Harsh economic penalties rarely, if ever, work to change a targeted regime's behavior; so why do we still use them?

Analysis | Asia-Pacific

The definition of insanity, it is often said, is doing the same thing over and over and expecting different results. Yet that is exactly what U.S. and other Western policymakers have done in imposing broad economic sanctions against adversarial and otherwise problematic regimes.

The results have generally not been positive. Instead of persuading authoritarian and aggressive leaders to change their ways, broad sanctions have reinforced anti-democratic tendencies and incentivized nuclear and other proliferation. Meanwhile, ordinary citizens of these countries suffer in terms of declining standards of living and increased government repression, while a shrinking elite prospers from control over limited resources.  

We have seen this movie over and over in places as distant and distinct as Venezuela and Iran, Cuba, Syria, and North Korea.

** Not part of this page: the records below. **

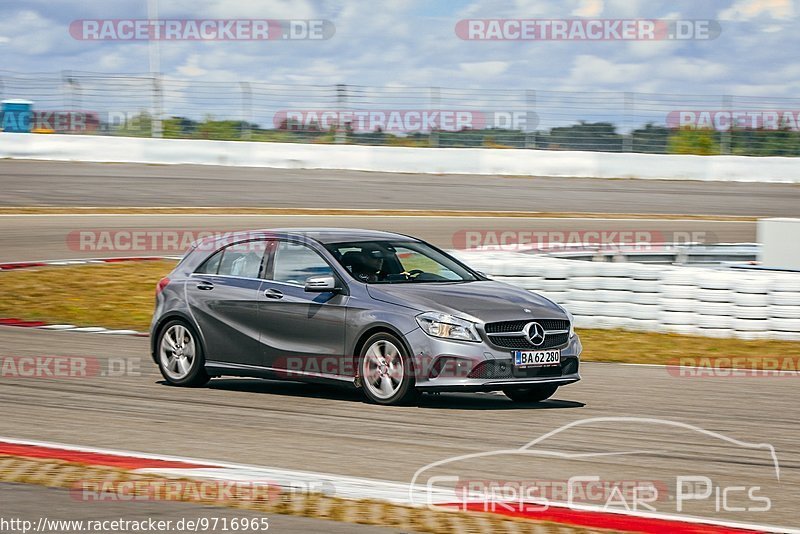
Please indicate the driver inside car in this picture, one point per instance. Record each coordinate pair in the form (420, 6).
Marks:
(367, 265)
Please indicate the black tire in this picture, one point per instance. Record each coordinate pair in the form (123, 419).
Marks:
(531, 393)
(404, 392)
(193, 375)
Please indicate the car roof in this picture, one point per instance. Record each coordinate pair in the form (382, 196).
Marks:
(323, 235)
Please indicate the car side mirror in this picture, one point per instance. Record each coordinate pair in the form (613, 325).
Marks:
(321, 284)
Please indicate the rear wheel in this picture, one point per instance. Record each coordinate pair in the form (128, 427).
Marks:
(180, 357)
(387, 376)
(531, 393)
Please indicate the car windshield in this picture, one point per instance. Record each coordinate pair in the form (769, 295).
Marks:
(397, 262)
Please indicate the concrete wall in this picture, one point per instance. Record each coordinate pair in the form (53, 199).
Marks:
(399, 159)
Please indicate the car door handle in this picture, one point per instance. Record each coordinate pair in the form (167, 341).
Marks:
(273, 294)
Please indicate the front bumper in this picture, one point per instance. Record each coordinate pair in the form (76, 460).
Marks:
(442, 365)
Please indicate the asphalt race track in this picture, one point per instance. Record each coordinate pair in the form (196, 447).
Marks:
(31, 183)
(298, 426)
(50, 237)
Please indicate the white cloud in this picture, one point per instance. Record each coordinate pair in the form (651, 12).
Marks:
(192, 67)
(750, 9)
(588, 8)
(484, 68)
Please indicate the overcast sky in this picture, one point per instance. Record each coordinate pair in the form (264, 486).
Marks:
(413, 43)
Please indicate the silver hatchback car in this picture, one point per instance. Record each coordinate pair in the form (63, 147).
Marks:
(383, 312)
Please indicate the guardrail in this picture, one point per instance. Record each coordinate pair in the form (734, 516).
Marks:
(703, 301)
(514, 162)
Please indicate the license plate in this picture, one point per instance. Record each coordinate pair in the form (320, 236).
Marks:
(536, 358)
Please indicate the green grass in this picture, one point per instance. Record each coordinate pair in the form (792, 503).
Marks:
(122, 295)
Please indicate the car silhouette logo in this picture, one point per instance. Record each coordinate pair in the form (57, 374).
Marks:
(535, 334)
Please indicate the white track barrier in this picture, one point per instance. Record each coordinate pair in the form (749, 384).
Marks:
(684, 300)
(512, 162)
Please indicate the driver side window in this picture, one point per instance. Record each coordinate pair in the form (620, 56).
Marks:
(411, 260)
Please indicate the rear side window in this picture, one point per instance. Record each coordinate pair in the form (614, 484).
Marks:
(211, 265)
(295, 262)
(240, 259)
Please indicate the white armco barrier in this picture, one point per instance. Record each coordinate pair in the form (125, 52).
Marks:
(698, 301)
(400, 159)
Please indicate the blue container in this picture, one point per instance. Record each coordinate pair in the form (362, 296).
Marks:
(17, 116)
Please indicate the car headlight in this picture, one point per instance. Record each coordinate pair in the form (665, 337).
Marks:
(446, 326)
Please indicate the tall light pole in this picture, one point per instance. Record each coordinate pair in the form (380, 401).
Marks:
(155, 69)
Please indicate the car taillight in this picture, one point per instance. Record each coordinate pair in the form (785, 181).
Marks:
(161, 285)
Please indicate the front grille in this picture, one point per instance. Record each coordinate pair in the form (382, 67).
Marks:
(517, 326)
(500, 369)
(520, 343)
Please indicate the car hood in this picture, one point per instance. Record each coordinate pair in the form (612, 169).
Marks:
(486, 301)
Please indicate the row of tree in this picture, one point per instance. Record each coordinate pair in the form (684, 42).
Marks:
(591, 136)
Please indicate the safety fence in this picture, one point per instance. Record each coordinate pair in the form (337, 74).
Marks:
(145, 105)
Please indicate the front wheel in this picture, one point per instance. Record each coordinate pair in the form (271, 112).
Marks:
(386, 372)
(180, 357)
(531, 393)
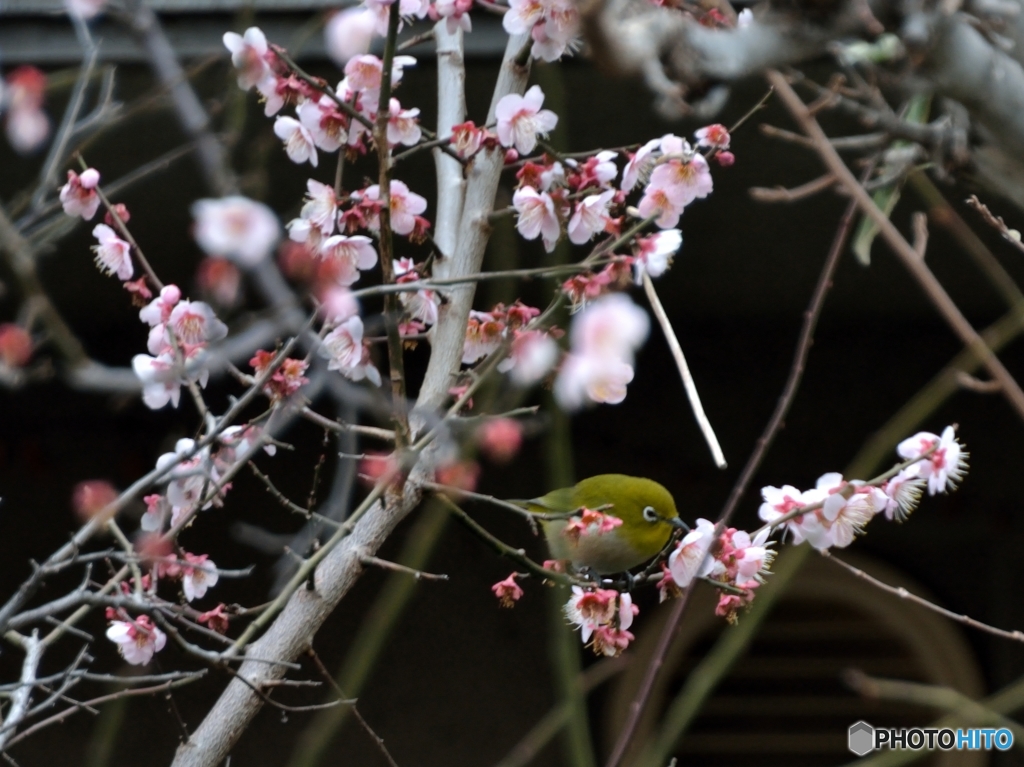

The latter country is a particularly depressing poster child for sanctions. Since it began developing and testing nuclear weapons — after the George W. Bush administration withdrew from a non-proliferation deal known as the Agreed Framework in 2002 — North Korea has been hit with wave after wave of sanctions and has become increasingly isolated. While there is no mass starvation of the sort that killed as many as two million people in the 1990s, there is serious food insecurity with many North Koreans eating only one meal a day, according to well-informed sources.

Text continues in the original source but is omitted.